生活片段之感LXXXVII ~(re)trace~


(一)無意
寫完停筆之際,才發現寫下的內容,關於某段過往的畫面有些太赤裸裸,有點不敢將之公諸於世,即使只是放在屬於我的網誌上,但網誌弔詭的地方就在於,它讓書寫者以為是存放心聲的禁閉之地,事實上卻是只要願意,誰都可以光明正大地窺伺的透明房間,且寫作者還不得而知來者的臉面。

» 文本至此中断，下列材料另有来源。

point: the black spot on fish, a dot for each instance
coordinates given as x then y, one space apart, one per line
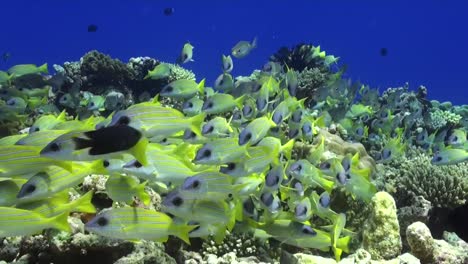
102 221
92 28
244 137
123 120
54 147
300 210
168 11
267 199
108 140
177 201
249 206
6 56
383 52
308 230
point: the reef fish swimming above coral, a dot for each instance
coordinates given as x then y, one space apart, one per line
293 153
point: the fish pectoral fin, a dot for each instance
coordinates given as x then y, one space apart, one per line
82 143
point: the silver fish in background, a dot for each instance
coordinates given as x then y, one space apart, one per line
243 48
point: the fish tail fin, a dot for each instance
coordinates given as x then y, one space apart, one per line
60 222
65 164
139 151
219 235
286 149
83 204
201 86
196 122
144 197
43 68
240 101
343 243
182 232
254 43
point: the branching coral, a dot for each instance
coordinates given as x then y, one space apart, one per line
443 186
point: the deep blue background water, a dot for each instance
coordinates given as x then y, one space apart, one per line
427 41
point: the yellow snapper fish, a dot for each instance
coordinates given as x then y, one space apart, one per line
192 106
41 138
310 175
243 48
450 156
162 167
216 128
16 104
220 151
203 211
103 143
19 161
183 89
302 235
121 188
5 77
9 188
255 131
224 82
25 69
11 140
161 71
96 103
60 204
132 223
19 222
186 54
166 121
228 66
52 180
221 103
207 185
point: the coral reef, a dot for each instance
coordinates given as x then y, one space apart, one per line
429 250
381 232
443 186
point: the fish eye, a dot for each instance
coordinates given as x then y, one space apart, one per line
246 110
168 89
206 153
244 137
267 198
293 133
308 230
248 206
124 120
208 104
256 87
177 201
54 147
306 128
346 164
30 188
300 210
102 221
271 179
207 129
386 153
325 165
277 118
324 200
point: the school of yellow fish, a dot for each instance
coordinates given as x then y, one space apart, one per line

那種一開始純粹只是想表達心中一團模糊的什麼,寫著寫著卻無意間洩露出內在的輪廓,或是一段連自己也鮮少回望的時期,寫下來了,抽象的記憶成了具體的文字,橫陳在眼前,如芒刺般耀眼,也如鐵證般無法否認。

最後我還是斗膽把它們放諸四海,像把折紙小船流到雨天湍急的溝渠裡,繞過街角,轉過後巷,可能中途滅頂,也可能幸運地直達某條小河,在轉晴的陽光照射下搖曳著倖存的風帆。

或許正因為那種「公開的秘密」的特性,當我書寫,我必須誠實以對,必須無愧於曾有的回憶,這些赤誠而孱弱的文字才有了值得自己冒險剖開的意義。



(二)目光
重讀伊能靜的《生生世世》,重讀鍾文音的《我虧欠我所愛的人甚多》,像是一邊重回某段熟悉的過往時光,一邊重又發掘一道截然不同的對視目光。

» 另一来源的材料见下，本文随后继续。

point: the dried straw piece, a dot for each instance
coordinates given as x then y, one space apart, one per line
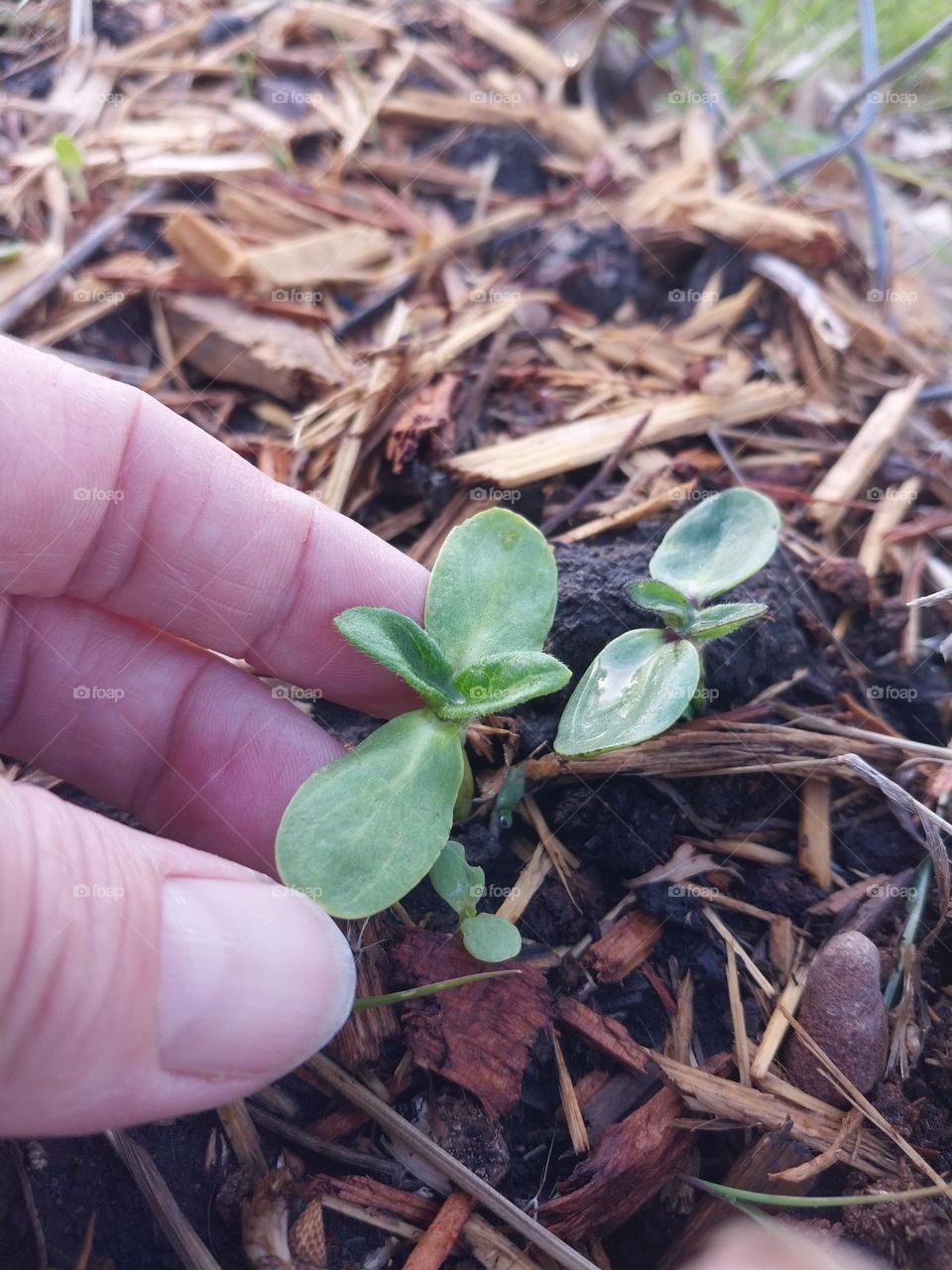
574 1118
243 1135
815 852
428 1151
777 1025
562 447
162 1202
862 456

當年仍稚拙短淺的視野無法追上身歷世故風霜後的老練情感,半懵半懂地讀著那些分離焦躁與靠近卻疏離,彼時初識的或許是一個人對綿密羞赧的愛得以如此真摯,同時又如此迂迴曖昧的表態。充滿文學的氣度又不失粘稠的情真意切。

此刻再看,才逐漸瞭然於人心的複雜與矛盾;我們或許期望深愛的對方一切安好,卻無法不去叵測自己對現世的容忍和鄙夷,或是在慌亂時才聽見心中奢求的安穩,在庸常裡卻常常忽略了平凡的可貴,忘了一切皆非理所當然。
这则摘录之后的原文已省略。